Chi segue Radio Radio – e fortunatamente sono in tanti – sanno bene qual è stata la proposta, anche del sottoscritto, più gettonata da 15 giorni a questa parte. Ordinare immediatamente le porte chiuse per tutte le partite, in ogni angolo di Italia, nella speranza di riuscire a mettere un argine alla diffusione del Coronavirus.

Alla decisione si è arrivati con grandissimo ritardo, per le indecisioni di chi avrebbe dovuto dare un impulso preciso e per le liti dei nostri cari presidenti, tutti impegnati a salvaguardare un fazzoletto del loro orticello. Pensate che ancora ieri, in serie B, si è giocato in qualche caso a porte aperte, a dimostrazione di quanti buchi ci fossero nella rete. Eppure, come detto, sarebbe bastato un pizzico di decisionismo in più – che in certi casi vuol dire semplicemente un’assunzione di responsabilità – per fare quello che poveri opinionisti continuavano a ripetere da giorni.

D’altronde la faccenda è assolutamente chiara e grave. E le porte chiuse rappresentano il tentativo estremo – e non è detto risolutivo – di portare avanti il campionato.

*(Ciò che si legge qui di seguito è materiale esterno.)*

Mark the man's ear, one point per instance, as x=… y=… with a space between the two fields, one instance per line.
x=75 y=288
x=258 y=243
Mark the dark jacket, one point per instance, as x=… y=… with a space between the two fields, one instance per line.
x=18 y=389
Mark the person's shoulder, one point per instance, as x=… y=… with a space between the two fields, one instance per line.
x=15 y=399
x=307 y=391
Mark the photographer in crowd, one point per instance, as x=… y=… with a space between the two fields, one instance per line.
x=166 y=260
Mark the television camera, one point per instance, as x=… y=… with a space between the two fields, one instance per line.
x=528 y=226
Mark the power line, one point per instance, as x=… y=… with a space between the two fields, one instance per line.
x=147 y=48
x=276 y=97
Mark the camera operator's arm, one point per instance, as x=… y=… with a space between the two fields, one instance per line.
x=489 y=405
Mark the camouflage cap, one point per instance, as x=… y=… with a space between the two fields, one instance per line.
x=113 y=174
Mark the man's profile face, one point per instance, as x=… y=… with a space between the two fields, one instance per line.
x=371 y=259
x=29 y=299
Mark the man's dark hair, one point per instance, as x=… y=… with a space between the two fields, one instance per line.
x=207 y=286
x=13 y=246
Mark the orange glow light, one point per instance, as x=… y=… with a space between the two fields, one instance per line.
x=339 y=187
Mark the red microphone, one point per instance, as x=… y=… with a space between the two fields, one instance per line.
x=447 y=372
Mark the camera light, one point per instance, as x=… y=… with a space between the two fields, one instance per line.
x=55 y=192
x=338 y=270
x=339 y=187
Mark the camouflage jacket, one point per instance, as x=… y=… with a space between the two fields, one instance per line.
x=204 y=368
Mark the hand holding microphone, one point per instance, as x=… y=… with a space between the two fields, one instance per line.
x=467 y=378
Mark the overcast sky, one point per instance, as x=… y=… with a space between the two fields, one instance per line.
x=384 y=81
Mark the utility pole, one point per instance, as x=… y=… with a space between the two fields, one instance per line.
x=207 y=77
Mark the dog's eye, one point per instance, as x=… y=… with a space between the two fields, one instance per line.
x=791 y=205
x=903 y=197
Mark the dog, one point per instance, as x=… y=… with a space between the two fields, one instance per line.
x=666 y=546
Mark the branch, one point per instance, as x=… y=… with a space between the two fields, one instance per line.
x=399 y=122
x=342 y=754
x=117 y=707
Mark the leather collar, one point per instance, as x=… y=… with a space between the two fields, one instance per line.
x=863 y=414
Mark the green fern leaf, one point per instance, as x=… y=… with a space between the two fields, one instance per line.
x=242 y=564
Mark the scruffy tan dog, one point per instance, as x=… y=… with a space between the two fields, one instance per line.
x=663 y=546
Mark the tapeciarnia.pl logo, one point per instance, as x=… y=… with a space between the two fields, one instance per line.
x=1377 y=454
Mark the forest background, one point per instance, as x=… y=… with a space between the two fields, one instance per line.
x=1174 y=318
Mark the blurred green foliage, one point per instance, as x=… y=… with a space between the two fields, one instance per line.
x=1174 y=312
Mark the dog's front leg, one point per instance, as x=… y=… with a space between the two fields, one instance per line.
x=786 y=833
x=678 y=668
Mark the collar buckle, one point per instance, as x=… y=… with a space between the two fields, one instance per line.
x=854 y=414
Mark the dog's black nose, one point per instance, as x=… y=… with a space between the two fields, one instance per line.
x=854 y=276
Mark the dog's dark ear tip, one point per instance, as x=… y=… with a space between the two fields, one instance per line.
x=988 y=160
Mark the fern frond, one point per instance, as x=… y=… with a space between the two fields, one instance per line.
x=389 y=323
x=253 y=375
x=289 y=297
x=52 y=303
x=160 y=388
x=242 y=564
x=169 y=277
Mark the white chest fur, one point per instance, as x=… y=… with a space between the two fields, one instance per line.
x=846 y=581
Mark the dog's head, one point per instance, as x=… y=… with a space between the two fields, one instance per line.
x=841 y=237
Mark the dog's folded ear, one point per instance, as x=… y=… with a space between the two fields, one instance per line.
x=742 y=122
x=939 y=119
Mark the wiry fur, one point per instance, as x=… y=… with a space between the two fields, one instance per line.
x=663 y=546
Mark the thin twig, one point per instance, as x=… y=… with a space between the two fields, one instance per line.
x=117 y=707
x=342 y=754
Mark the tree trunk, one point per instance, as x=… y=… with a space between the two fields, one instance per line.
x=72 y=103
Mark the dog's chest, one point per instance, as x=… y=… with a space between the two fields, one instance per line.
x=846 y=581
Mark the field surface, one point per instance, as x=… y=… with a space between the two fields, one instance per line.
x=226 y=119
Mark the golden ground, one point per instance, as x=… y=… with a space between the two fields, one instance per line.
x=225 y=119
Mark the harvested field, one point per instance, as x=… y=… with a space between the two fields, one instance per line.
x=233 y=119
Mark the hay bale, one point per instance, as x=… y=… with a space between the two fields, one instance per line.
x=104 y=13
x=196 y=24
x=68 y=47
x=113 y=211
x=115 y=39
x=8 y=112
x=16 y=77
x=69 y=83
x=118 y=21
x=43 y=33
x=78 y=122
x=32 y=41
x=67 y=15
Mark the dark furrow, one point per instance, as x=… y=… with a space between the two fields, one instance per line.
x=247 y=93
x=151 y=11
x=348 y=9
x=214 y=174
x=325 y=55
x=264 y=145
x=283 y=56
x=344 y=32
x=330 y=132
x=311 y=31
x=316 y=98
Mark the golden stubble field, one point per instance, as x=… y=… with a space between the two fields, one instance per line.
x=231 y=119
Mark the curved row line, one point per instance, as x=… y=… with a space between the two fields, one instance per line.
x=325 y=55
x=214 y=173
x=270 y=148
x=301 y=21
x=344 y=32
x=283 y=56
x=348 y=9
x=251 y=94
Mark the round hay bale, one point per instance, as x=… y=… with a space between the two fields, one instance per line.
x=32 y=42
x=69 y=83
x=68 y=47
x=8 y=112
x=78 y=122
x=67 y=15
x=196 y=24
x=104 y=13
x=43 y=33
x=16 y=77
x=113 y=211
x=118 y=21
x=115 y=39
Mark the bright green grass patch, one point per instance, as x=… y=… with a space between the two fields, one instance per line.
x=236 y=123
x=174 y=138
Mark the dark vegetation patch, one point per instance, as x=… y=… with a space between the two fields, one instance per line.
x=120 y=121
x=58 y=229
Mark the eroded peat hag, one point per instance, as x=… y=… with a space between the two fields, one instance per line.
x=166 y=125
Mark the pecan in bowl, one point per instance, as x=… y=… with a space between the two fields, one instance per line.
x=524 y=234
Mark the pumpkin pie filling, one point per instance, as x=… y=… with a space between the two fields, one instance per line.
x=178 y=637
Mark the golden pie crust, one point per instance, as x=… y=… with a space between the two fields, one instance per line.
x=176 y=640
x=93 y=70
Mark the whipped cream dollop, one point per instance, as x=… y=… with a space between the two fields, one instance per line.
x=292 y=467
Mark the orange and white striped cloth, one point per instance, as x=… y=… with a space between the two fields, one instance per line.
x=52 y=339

Il rischio è evidente: come i contagiati, che sono diventati quindici volte di più in una settimana (provate a partire dai 3000 di ora e pensate se a questa media si dovesse andare avanti di settimana in settimana…), come i contagiati dicevamo ci sono stati negli uffici della politica, nei commissariati, negli ospedali, se dovessero arrivare a toccare il mondo del calcio – un calciatore, un massaggiatore, un giardiniere, un dirigente – è chiaro che tutto si fermerebbe alla prima squadra in quarantena.

Ma nella speranza che questo non accada, il calcio dovrebbe prendere una prima, difficile e sofferta decisione. Annullare e rinviare al prossimo anno con largo anticipo i prossimi Europei – a cui mancano ancora più di tre mesi – per dare un po’ di respiro a tutti (perché tutti i Paesi sono i coinvolti) e per provare a portare a termine in campionati nazionali. 

Perché forzare i calendari di ogni nazione – incuranti di quello che sta succedendo – non ha veramente senso. Come tante di quelle cose che sono già successe.